Show Notes Transcript

"Sports hysteria" is a type of emotional contagion, where fans of the same team are all carried away by the same emotion. Dr. Stephanie Preston is a researcher of emotions and decision making, and she talks about how not displaying emotion is also a type of emotional contagion and is likely a consequence of the fact that we don't want to transmit out-of-control or negative emotions in a professional setting. It's a fascinating peek into altruism, empathy, and feelings. Dr. Stephanie D. Preston, PhD is Professor of Psychology and University of Michigan Faculty Ombuds. She received her PhD from the University of California, Berkeley. Her research is on the interface between emotion and decision making, focusing on how people process others’ emotions and how this affects offerings of help and on how people allocate resources. She has written a book titled, The Altruistic Urge: Why We’re Driven to Help Others.

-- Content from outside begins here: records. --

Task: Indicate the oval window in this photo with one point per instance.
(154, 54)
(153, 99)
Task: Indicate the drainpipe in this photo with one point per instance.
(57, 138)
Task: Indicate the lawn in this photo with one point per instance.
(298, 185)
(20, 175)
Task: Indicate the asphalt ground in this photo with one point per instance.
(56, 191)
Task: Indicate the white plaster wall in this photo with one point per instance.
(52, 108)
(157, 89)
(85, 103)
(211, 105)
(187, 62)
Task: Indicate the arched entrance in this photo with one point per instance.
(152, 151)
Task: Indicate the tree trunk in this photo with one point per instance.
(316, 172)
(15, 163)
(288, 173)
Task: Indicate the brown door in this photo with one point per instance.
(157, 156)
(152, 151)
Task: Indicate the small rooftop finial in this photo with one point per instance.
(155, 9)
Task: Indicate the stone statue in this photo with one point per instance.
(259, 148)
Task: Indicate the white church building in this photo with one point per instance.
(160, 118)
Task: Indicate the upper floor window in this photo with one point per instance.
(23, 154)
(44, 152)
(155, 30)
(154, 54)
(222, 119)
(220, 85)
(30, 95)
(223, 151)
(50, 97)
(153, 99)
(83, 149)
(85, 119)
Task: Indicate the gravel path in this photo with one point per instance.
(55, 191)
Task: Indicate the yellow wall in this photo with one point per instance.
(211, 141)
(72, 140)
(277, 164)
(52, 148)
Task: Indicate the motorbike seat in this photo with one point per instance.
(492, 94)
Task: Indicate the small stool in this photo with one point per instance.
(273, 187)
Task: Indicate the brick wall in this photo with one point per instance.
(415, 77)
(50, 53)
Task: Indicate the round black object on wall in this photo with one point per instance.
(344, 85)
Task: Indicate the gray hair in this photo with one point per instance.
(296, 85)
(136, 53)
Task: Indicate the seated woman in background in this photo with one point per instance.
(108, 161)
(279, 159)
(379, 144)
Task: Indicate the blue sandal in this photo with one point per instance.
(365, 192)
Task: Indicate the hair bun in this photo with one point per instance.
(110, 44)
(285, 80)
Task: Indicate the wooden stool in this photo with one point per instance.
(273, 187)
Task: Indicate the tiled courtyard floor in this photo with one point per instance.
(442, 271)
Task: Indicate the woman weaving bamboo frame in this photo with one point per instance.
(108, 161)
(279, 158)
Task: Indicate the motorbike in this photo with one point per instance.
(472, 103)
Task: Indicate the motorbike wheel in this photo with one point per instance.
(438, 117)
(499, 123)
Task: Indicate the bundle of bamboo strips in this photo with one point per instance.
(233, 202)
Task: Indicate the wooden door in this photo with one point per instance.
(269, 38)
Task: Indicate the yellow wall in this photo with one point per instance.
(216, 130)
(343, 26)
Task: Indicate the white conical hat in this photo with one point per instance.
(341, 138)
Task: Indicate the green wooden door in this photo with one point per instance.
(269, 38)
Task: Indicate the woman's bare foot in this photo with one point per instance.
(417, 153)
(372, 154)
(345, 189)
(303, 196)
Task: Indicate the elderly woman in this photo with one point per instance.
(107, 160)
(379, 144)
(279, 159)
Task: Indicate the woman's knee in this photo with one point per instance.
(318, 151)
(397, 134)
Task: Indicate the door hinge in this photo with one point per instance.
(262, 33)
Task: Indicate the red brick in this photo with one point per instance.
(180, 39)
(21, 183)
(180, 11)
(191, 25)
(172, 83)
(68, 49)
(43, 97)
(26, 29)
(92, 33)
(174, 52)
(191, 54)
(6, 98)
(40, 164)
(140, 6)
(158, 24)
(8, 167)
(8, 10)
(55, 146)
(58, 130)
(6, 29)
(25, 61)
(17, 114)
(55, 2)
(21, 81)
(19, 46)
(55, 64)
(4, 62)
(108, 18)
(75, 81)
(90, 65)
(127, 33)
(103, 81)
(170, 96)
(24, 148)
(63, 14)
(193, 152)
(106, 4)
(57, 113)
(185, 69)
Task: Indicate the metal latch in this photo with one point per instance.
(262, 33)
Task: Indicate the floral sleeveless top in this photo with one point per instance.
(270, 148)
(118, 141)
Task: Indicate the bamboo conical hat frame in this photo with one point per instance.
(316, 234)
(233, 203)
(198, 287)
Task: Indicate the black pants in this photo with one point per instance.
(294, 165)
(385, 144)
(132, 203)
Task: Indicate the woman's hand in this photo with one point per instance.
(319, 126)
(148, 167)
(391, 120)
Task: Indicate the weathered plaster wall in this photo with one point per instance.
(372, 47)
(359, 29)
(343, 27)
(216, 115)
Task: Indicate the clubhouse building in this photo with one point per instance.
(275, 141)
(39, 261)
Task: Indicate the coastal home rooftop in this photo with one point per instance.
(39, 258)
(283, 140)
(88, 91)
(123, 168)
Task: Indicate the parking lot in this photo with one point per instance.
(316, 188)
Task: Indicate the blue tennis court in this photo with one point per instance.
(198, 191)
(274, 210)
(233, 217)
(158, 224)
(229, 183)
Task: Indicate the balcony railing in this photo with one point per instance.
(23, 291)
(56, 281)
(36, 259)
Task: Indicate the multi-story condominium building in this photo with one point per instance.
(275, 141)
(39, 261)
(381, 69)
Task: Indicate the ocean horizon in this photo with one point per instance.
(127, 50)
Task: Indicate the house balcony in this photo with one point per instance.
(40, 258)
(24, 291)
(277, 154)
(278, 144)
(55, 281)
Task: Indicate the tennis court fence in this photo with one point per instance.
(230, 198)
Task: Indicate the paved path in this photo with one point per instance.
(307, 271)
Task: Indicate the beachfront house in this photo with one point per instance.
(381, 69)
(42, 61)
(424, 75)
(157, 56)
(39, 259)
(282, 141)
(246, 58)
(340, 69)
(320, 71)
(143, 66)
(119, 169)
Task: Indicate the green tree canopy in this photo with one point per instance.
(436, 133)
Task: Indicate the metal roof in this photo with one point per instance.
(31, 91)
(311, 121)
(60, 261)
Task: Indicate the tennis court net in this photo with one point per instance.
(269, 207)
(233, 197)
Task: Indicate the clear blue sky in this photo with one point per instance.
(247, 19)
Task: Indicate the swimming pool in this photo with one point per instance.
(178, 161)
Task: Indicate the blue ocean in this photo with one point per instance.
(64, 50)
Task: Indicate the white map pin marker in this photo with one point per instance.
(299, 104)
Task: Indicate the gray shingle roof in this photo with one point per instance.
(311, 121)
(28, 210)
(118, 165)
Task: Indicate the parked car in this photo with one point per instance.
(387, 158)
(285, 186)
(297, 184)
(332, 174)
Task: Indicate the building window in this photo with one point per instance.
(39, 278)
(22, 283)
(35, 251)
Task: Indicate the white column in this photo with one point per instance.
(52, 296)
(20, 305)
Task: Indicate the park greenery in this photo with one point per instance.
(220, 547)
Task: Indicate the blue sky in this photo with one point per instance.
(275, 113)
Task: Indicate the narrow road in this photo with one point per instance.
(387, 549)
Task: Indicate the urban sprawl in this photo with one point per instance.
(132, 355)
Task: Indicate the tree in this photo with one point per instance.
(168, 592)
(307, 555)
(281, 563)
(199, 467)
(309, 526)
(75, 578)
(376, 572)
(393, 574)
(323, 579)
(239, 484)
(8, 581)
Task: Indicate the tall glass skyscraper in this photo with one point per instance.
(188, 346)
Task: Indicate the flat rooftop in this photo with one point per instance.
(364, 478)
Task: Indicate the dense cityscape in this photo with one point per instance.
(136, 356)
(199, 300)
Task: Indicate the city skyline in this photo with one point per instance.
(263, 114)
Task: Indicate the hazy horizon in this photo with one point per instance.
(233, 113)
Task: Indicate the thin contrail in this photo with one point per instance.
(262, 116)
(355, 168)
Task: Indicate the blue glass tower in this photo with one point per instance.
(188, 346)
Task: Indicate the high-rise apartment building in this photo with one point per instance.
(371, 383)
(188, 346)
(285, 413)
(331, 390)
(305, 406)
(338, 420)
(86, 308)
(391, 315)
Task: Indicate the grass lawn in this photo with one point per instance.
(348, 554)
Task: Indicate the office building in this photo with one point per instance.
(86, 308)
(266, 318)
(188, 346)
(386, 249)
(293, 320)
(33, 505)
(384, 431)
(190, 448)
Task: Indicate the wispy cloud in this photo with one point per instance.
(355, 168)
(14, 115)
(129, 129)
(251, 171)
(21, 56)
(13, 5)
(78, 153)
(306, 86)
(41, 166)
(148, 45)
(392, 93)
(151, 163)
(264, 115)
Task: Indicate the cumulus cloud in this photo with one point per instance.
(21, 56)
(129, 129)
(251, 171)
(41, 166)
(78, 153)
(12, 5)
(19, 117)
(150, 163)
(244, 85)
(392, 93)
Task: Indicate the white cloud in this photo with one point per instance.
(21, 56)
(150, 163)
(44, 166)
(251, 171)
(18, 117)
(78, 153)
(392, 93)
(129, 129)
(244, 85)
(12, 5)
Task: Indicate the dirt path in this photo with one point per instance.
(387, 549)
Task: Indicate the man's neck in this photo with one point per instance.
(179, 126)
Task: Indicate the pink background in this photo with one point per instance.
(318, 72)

[00:00:00] Christine Ko: Welcome back to SEE HEAR FEEL. Today I have the pleasure of being with Dr. Stephanie Preston. Dr. Stephanie Preston is a PhD Professor of Psychology at the University of Michigan, and she's also Faculty Ombuds. She received her PhD from the University of California, Berkeley. Her research is on the interface between emotion and decision making, focusing on how people process others' emotions and how this affects offerings of help and on how people allocate resources. She has written a book titled, The Altruistic Urge: Why We're Driven to Help Others, and I'll put a link to that in the show notes.

[00:00:35] Welcome to Stephanie. 

[00:00:37] Stephanie Preston: Thank you. It's great to be here.

[00:00:38] Christine Ko: Would you share a personal anecdote? 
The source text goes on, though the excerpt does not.